The life support system (LSS) of the Frog Otolith Experiment Package (FOEP) maintains a regulated environment within the FOEP to assure the survival and normal functioning of the experimental specimens. The LSS is designed to meet the physiological requirements of two demotorized frogs weighing 350 g each. Frogs are demotorized by cutting the limb nerves, which reduces their metabolic rate. In this condition, the frogs require no artificial respiration and can remain healthy without being fed, for as long as a month. After being installed in the centrifuge the frogs are completely immersed in water, which serves as the medium for exchange of oxygen and carbon dioxide and heat through the frog's skin.
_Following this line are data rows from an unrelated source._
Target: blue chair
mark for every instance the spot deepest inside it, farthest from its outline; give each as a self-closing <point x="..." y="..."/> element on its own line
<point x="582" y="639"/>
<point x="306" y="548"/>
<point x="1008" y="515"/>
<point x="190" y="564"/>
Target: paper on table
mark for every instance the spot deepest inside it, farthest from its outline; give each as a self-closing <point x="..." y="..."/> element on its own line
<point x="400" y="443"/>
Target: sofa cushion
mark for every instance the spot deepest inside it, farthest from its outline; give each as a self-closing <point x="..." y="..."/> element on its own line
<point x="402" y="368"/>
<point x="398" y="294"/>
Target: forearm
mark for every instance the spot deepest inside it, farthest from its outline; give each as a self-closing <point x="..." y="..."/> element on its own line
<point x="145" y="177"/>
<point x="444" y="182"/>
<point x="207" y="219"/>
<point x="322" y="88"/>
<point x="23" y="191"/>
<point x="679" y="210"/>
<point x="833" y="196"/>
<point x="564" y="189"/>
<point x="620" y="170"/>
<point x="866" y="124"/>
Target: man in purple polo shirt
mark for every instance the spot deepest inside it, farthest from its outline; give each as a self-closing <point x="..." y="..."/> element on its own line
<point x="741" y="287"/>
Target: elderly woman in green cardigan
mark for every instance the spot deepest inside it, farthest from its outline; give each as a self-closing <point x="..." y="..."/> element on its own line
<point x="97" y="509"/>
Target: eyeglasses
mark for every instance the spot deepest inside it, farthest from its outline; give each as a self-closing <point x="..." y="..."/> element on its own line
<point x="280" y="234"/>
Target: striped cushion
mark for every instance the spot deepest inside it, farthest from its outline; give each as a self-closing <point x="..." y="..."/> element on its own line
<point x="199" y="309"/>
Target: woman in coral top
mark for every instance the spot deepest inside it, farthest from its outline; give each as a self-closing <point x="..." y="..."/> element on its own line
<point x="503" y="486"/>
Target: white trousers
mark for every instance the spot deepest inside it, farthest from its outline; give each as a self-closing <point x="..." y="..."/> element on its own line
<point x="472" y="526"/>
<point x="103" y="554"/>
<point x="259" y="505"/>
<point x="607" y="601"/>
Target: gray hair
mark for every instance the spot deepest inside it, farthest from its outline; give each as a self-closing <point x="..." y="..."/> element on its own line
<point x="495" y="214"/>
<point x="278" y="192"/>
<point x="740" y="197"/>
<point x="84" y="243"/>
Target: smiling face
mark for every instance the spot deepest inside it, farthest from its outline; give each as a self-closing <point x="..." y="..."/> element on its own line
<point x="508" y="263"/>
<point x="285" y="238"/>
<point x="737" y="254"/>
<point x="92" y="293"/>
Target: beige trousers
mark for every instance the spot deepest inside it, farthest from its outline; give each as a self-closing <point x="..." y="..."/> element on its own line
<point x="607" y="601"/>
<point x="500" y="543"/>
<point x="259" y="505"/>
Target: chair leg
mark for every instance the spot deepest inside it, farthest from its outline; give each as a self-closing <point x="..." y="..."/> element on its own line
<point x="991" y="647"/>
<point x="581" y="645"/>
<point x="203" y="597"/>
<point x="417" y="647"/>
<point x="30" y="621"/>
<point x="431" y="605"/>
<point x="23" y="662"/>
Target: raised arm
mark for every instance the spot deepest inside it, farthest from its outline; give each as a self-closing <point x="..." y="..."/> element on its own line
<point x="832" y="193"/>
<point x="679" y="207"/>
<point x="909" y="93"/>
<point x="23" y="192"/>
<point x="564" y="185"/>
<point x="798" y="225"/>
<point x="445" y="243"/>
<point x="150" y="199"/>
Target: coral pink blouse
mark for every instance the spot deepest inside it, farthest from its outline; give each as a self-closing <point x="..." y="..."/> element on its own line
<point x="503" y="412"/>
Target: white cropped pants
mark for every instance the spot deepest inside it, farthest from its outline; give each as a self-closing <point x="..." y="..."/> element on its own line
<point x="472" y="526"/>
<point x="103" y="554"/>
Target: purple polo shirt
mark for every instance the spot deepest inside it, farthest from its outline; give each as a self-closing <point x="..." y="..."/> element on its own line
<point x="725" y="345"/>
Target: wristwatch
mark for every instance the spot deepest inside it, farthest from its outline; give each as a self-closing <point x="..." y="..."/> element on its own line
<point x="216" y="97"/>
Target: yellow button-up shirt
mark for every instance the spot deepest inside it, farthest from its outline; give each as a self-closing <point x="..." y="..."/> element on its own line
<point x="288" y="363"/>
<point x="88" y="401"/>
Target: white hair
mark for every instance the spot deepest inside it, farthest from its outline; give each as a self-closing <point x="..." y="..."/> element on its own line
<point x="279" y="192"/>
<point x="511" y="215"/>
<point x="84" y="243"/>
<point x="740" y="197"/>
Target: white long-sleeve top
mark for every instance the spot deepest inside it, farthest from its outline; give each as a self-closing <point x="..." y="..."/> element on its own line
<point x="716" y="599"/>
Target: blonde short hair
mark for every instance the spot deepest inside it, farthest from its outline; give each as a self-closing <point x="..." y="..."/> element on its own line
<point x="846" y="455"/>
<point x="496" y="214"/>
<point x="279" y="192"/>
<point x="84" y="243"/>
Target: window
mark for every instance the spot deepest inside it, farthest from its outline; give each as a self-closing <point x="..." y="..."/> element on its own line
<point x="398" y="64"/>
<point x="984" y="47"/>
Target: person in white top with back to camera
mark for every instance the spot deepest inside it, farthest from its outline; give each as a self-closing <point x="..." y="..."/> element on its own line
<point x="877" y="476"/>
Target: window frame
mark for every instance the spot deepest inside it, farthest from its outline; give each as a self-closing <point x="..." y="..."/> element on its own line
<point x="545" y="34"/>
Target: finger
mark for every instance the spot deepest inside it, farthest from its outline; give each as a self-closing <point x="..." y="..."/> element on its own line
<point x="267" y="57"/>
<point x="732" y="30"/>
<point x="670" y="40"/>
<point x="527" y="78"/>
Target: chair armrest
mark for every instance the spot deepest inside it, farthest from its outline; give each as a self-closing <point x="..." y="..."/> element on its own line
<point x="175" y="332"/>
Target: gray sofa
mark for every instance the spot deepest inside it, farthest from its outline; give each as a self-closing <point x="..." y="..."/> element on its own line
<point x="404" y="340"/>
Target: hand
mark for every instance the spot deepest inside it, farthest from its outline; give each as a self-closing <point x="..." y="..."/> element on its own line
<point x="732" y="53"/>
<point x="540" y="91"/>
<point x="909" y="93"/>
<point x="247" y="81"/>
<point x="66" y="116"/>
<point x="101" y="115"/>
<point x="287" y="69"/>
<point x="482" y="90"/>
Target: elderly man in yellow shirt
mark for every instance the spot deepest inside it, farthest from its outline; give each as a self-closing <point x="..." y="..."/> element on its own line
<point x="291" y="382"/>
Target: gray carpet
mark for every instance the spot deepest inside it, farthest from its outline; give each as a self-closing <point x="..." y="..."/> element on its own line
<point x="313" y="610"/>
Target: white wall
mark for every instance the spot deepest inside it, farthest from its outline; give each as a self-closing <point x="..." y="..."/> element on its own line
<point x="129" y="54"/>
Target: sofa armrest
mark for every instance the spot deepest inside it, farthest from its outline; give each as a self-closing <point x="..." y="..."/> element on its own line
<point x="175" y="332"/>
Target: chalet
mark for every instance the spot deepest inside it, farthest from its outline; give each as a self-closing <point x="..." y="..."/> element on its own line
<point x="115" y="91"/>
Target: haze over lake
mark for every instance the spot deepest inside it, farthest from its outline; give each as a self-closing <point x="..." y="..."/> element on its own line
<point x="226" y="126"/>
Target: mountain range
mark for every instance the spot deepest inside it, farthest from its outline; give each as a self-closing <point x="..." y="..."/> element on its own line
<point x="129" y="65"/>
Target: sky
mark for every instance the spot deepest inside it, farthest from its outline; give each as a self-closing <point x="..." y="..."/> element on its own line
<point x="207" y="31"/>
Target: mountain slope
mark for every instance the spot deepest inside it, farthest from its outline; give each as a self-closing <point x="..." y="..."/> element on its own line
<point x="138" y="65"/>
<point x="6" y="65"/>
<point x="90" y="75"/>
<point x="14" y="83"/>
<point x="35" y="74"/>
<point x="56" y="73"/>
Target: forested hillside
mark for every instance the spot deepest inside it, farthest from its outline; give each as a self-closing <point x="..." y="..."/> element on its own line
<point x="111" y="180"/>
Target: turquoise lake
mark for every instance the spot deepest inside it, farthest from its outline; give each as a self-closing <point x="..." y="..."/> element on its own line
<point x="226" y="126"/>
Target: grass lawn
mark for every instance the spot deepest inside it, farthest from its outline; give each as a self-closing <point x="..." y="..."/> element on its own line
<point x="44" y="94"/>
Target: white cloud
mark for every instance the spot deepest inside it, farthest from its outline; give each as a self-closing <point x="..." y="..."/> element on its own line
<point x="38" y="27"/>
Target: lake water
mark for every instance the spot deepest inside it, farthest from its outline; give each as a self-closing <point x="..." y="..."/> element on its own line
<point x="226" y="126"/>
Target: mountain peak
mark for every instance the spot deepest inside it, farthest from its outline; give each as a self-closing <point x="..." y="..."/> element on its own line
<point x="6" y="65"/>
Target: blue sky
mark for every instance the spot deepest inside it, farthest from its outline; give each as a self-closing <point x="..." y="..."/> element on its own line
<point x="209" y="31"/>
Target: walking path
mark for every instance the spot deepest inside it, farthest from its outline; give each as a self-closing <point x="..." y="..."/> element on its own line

The LSS primarily consists of two closed loops: one containing liquid and the other containing gas. The lower bulkhead of the inner assembly structure provides mounting space for all LSS equipment. The oxygen supply system operates through these loops and includes a 4.5 cm^{3} capacity oxygen bottle, a pressure reducer and regulator, an artificial lung, CO_{2} absorber, and water supply. Limited control over the temperature of the frogs' environment is available by means of a water evaporator/heater.

===Artificial lung===
The interface between loops occurs at a selectively permeable membrane of silicon rubber which separates the liquid and gas. This membrane, called the lung, passes oxygen from the gas loop to the liquid loop, and CO_{2} from the liquid loop to the gas loop.

===Liquid loop===
The frogs, housed in the centrifuge, are in the liquid loop. Moving from the lung to the frogs, the loop contains water and dissolved oxygen; moving from the frogs back to the lung, it contains water and free CO_{2}. A double layer of polyurethane foam lining the interior of the centrifuge prevents frog waste matter from fouling the water circulation system. Water is circulated through the liquid loop using a small pump and must pass through the filter before leaving the centrifuge.

===Gas loop===
The gas loop consists of a circuit in the lower bulkhead through which oxygen is circulated by a small pump. The pump delivers pure oxygen to the lung where some of it passes into the liquid loop, while the remainder becomes mixed with the CO_{2} coming from the liquid loop. From the lung, the oxygen-CO_{2} mixture is passed through a bed of Baralyme which absorbs the CO_{2}. Pure oxygen is returned from the Baralyme to the pump and recirculated. The oxygen supply is replenished by gas from the small oxygen tank.

===Evaporator/heater===
Augmented by the thermal environment of the spacecraft, the water evaporator and 8 Watt electric heater will maintain water temperature at 60±5 °F (15.5±3 °C). The water supply for the evaporator is contained in a rubber bladder supported by a ring in the canister immediately above the lower dome. When water temperature exceeds the nominal 60 °F, a ground command actuates a timing circuit operating a valve. As a result of the ambient pressure inside the canister, water is forced from the bladder through the valve and into the evaporator. Internal heat loads are transferred through a heat exchanger to the evaporator and are dissipated in evaporating the water.